Sonian Summer Codefest 2011: Abundant Innovation - Part 2
continued from the first blog installment of Codefest 2011
Team 7: Git ’r Done (Third Place Winner)
Windows node deployments were one of the last manual tasks. With automation, automatic scaling is now possible, as well as reducing the risk of human errors from manual tasks.
The benefit to Sonian is completing a goal for 100% automated cloud deployments.
Team 8: The Sharper Image (Second Place Winner)
This team was a combination of SAFE and website folks; Paul, Phil, Kevin, and Bira, showing us how to employ an image hashing algorithm to find images in the archive.
Searching the archive now is limited to text-based queries. But what if you want to find an image that has no text and all you have is a similar image to use as your reference?
The team started by using a technique called perceptual hashing to calculate a unique hash value for each image in the archive, and storing that hash value in the full-text index along side the standard index text for each object in the archive. Perceptual hashing is suited for images because it is impervious to image scaling, works with a variety of formats.

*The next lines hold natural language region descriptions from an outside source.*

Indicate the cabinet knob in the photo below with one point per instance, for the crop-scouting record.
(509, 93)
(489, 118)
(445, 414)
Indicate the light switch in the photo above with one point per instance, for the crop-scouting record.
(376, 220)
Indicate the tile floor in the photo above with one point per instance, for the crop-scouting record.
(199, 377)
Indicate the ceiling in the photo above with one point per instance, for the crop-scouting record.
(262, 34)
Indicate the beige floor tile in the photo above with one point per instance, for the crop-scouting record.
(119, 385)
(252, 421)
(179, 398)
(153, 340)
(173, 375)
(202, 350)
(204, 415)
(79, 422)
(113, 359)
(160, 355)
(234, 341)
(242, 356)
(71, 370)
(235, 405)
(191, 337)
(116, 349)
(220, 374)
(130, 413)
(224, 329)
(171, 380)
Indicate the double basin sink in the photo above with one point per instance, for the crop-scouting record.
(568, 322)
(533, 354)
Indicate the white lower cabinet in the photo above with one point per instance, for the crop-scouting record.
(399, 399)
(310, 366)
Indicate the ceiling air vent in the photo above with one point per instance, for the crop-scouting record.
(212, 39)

The theory is that with all image hash values stored in the index, a customer could use the search UI to find an image if they have a sample of what they are looking for. The best way to describe the image is to upload a sample of a similar image and ask the system to return results for all images in the archive that “look like this sample.” And that is what the team demonstrated. Paul initially indexed three emails with photo attachments of his children and one email with an image NOT his children. The team then demonstrated a search without image classification and the results returned all images, the three of his children and the one not of his children. The demonstration went on to show the same search, but this time by uploading a sample image of Paul’s child, the resulting search returned just the three results of the emails with a picture of the children.

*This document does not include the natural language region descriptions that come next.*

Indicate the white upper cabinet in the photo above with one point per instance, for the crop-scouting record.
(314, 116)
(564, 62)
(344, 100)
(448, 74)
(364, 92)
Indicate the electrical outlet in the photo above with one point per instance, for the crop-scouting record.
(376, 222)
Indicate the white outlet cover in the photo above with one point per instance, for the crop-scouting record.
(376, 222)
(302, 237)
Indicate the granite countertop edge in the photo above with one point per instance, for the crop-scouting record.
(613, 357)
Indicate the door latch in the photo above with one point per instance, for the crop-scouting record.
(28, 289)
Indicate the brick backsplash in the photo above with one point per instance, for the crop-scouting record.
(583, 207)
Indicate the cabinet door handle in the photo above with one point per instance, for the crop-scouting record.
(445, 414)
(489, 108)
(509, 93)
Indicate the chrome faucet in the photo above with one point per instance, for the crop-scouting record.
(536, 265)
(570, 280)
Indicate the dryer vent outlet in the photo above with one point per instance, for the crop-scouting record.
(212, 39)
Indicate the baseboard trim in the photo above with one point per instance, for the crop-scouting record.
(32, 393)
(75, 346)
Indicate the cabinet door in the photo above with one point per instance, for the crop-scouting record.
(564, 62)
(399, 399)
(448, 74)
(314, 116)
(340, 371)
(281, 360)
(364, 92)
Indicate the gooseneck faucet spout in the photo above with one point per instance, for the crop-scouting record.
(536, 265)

This approach and framework for indexing non “text” components and then searching based on non-text samples can be extended to other data types beyond images. Over time the Sonian service will focus on not just returning a million hits fast, but returning that “one in a million” hit with speed and accuracy.
Team 9: Beautification
Matt W., Sonian’s website team leader, along with Ryan, illuminated the audience with a demonstration of the Sonian Viewer using a new component ExtJS from Sencha. As background, the latest product release with the enhanced My Archive application employs a new visual toolkit called ExtJS. This is a set of tools to create “rich web applications” that perform and feel like desktop apps, but running in the browser.

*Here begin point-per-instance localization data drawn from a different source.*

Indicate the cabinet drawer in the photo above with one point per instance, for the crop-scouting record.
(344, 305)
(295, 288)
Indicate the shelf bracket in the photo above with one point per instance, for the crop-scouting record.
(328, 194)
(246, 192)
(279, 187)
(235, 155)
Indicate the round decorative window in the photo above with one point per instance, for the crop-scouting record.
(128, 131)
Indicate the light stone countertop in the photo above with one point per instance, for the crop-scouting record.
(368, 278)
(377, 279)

Team Beautification’s goal was to show the Sonian Viewer with a more intuitive interface and improved user experience. The Sonian Viewer is the “Swiss army knife” for managing our cloud infrastructure, but as an in-house project the design was basic rails scaffolding. Adding ExtJS functionality will load pages faster and make it easier for non-technical users to use the Sonian Viewer.
ExtJS will become a core Sonian user interface component. This toolkit also supports mobile device development and implements HTML 5 standards to ensure cross-browser functionality.
Team 10: Performance Art
Continuing along the themes of “efficiency, cost analysis, and visualizations,” Jim, Joe G. and Steve from the SAFE team demonstrated some data performance art to great applause. The famous quote from Lord Kelvin is how the team summarized their ideas: “When you can measure what you are speaking about, and express it in numbers, you know something about it; but when you cannot measure it, when you cannot express it in numbers, your knowledge of it is of a meager and unsatisfactory kind...” The team’s goal was to instrument performance benchmarking in the SAFE server code and analyze the results.
Based on a preliminary review from one test run, the team was pretty confident they could improve SAFE server efficiency by 20% with a few configuration changes. With more data, more efficiency gains will be realized.
Sonian benefits whenever we can find performance optimizations in our own code. In this example we will be able to process more data for less money without sacrificing customer experience. A triple win scenario.
Team 11: Team Speed
Pete started his presentation by reminding the audience of a couple core tenants on how customers use Sonian Archive. Tenant one is that with the archiving use case, the data does not change. An item the user “views” in the current session will be the same in future sessions. The second tenant is that we can predict customer navigation patterns, and with that anticipated UI action, make the page loading process faster. The net benefit for customers is an overall faster experience in the archive system, even as the volumes of data increase.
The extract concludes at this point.